Tearles geometry, I've been using it for over 30 yrs side walling and roofing and didn't know it had a name. 1983 or 84 When "This Old House" was hosted by Bob Villa and Norm Abrams, they had a little sort of contest. Send in a suggestion and they'll send you a T-shirt or ball cap if they use the suggestion on TV. 

I sent in 2 one was to use Andersen step flashing to set windows by yourself the 2nd was to find the correct spacing for shingle courses without math from starter course to window bottom then top then frieze. The man in the video uses the same technique for evenly segmenting a line or spaces between lines.

If they ever used my suggestions I never saw but I did get a t shirt from the show.


----------



## tomp913 (Mar 7, 2014)

I remember this from high school geometry. I used this to make a fixture for setting my track saw for cross-cuts; there is a base that attaches to the track and which can actually be set to any angle. I took a piece of birch plywood and a strip of poplar and clamped them to a table as shown in the first photo. Marked a line parallel to the edge of the poplar and struck two arcs with a trammel around the starting point that I picked. From the intersections, using a larger radius, drew two more arcs intersecting at the top of the plywood panel. The line from the starting point to the intersection is perpendicular to the original starting line/edge of the poplar/edge of the plywood. An aluminum strip screwed along the line is then used as a fixture to set the track perpendicular to the base, giving dead square corners when the material is cross-cut.

Tom


----------



## Garyk (Dec 29, 2011)

I've been doing it the hard way (math, I do cheat a bit, I have a construction calculator).

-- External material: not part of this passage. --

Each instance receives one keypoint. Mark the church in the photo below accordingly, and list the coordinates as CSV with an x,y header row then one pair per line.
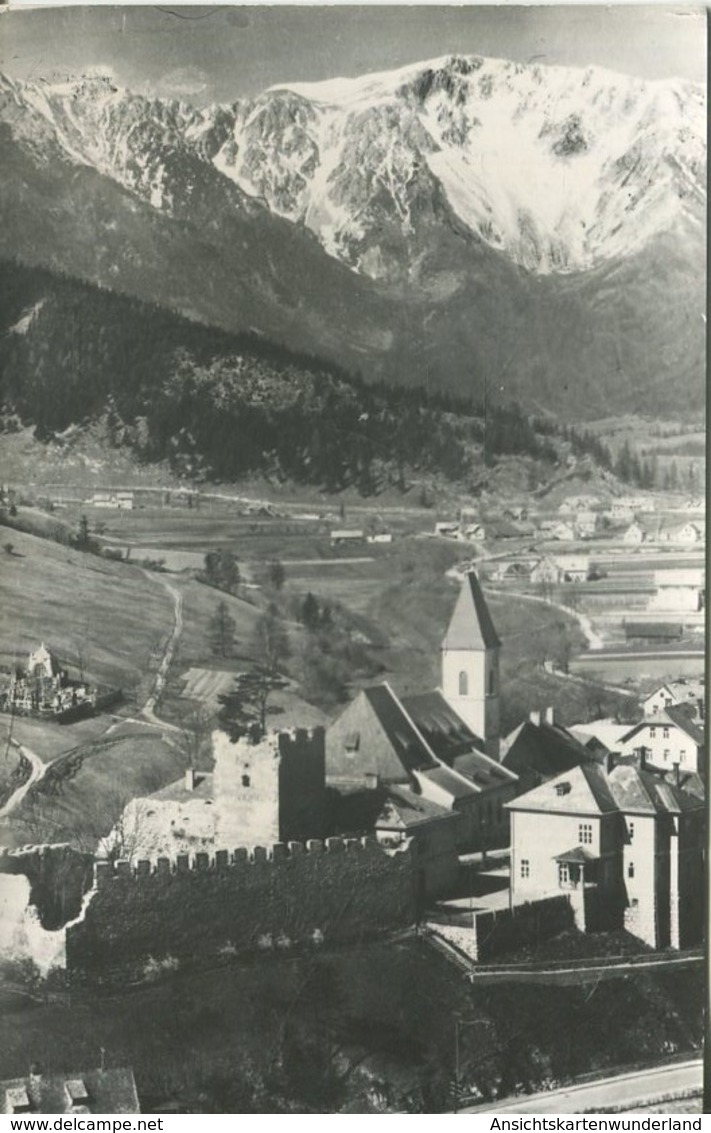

Thanks Stick you did good.........


----------



## Knothead47 (Feb 10, 2010)

My son is a mechanical engineer with a double major in engineering and math. His wife was a math major in college and taught math and physics in high school. Help is a phone call away. BTW, never heard of the term for this part of geometry.


----------



## Ghidrah (Oct 21, 2008)

Doing the math isn't the issue, marking the project is. How does one accurately mark 4 71/128ths or 4. 5546875 in multiples consistently and why would you? It's simpler to pick a number like 5" TTW for side walling then diagonal your tape from point a to b and mark 5s. The average homeowner can't see it, (a blur to their eyes) but a trained pro can see a 1/4" difference in a course height change. 1/16ths and 1/8ths, as long as the changes are maintained around a house are invisible to everything but a tape measure or transit.


----------